Lawmakers voted Friday to impeach Park owing to a corruption scandal, and transferred her authority to the prime minister pending a Constitutional Court decision on whether to ratify the decision and permanently remove the president from office.

Not all impeachment proceedings are successful: The best-known survivor is probably former US president Bill Clinton, who remained in office despite an attempt to remove him owing to a sex scandal in 1999.

 Impeached by parliament 

-VENEZUELA: Then-president Carlos Andres Perez, accused of embezzlement and illegal enrichment, was suspended in May 1993 and his dismissal was confirmed by the Congress on August 31, 1993.

President Nicolas Maduro is now battling opposition demands for a referendum on whether he should remain in office.

– ECUADOR: Abdala Bucaram, accused of siphoning off public funds, was dismissed on February 6, 1997 for “physical and mental incapacity”, six months after his inauguration as president.

In April 2005, Lucio Gutierrez was accused of packing the supreme court with associates in the midst of a popular uprising and also dismissed from the presidency.

– PERU: Alberto Fujimori on November 21, 2000 resigned from the presidency by fax from Tokyo, claiming Japanese nationality through his parents.

Congress refused to accept the resignation and instead voted to sack Fujimori and ban him from public office for 10 years. Extradited, he was jailed for 25 years for having ordered massacres of civilians and for corruption.

– INDONESIA: Abdurrahman Wahid, accused of incompetence and corruption, was dismissed from the presidency on July 23, 2001.

– LITHUANIA: On April 6, 2004, president Rolandas Paksas was ousted by impeachment after being charged with granting Lithuanian citizenship to a Russian businessman in exchange for money. He was banned from standing for office in Lithuania, but was elected to the European Parliament in 2009.

– PARAGUAY: Fernando Lugo was forced from the presidency on June 22, 2012 for dereliction of duty following his handling of a land dispute that left 17 people dead.

– BRAZIL: Dilma Rousseff is ousted after the Senate votes on August 31, 2016 to impeach her for illegally manipulating the national budget.

Forced to resign

– BRAZIL: Fernando Collor de Mello, accused of corruption, resigned from the presidency on December 29, 1992 at the beginning of his impeachment hearing before the Senate.

– ISRAEL: Following a tax fraud and corruption scandal president Ezer Weizman resigned in July 2000, preferring to throw in the towel rather than face possible impeachment proceedings.

In June 2007 president Moshe Katsav resigned as part of a plea bargain after being accused of rape and other sexual offences. In 2011 he was handed a seven-year prison term.
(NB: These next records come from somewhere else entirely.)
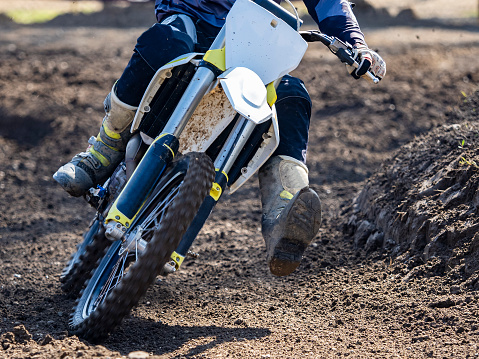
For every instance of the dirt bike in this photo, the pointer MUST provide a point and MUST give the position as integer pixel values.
(206, 123)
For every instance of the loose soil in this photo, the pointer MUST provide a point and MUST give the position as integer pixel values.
(392, 273)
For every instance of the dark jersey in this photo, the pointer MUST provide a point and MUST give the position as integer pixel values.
(334, 17)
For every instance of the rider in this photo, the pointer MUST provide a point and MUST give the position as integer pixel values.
(291, 210)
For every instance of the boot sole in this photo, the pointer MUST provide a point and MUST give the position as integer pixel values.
(302, 224)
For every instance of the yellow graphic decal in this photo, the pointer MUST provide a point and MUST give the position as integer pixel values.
(178, 259)
(111, 133)
(286, 195)
(216, 58)
(115, 215)
(216, 191)
(271, 94)
(104, 161)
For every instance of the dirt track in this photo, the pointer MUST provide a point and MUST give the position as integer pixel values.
(342, 301)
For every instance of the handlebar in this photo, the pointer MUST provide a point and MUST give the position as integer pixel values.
(342, 50)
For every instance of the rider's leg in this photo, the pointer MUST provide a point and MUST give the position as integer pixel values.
(291, 210)
(155, 47)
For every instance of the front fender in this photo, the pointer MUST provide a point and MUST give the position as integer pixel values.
(247, 94)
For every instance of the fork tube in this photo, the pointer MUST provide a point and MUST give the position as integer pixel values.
(194, 93)
(234, 144)
(230, 151)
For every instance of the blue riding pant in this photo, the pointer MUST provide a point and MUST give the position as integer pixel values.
(165, 41)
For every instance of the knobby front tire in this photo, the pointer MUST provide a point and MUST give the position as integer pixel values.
(123, 277)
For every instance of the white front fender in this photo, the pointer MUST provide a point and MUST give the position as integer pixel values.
(246, 93)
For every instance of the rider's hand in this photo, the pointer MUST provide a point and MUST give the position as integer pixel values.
(367, 60)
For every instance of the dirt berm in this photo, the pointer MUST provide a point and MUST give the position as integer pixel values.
(393, 272)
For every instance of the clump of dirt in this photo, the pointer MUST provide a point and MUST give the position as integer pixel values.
(422, 205)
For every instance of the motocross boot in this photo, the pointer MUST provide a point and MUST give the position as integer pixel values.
(104, 153)
(291, 212)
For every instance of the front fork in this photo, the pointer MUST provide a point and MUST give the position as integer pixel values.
(160, 153)
(228, 155)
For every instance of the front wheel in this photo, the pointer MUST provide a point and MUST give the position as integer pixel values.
(129, 268)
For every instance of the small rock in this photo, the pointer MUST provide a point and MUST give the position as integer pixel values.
(138, 355)
(47, 340)
(21, 334)
(455, 289)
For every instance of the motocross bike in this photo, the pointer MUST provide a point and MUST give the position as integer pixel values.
(206, 123)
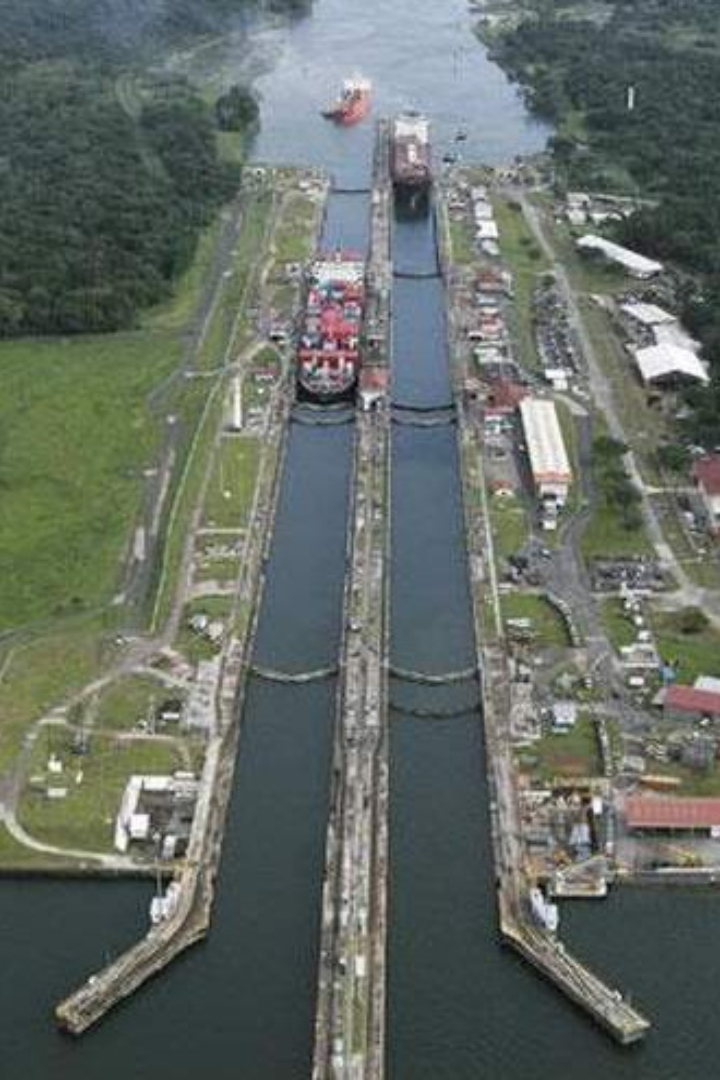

– GERMANY: Christian Wulff resigned from the federal presidency in February 2012 after being stripped of his immunity following an accusation of influence peddling. He was later cleared.

– GUATEMALA: Otto Perez, accused of being part of a ring of officials who took bribes to allow companies to import goods without paying import taxes, was stripped of his presidential immunity by parliament on September 1, 2015. Facing impeachment he stood down two days later.

Procedures that failed 

Other heads of state have been subject to impeachment procedures which did not succeed.

They include Russia’s Boris Yeltsin in 1999, Luis Gonzalez Macchi in Paraguay in 2003, Roh Moo-Hyun in South Korea in 2004 and Hery Rajaonarimampianina in Madagascar in 2015.

In the United States, president Richard Nixon resigned in August 1974 to avoid almost certain impeachment over the Watergate scandal.

On two occasions the lower US House of Representatives launched impeachment proceedings against the president, the first against Andrew Johnson in 1868 and then against Clinton in 1999. Both were later cleared by the Senate.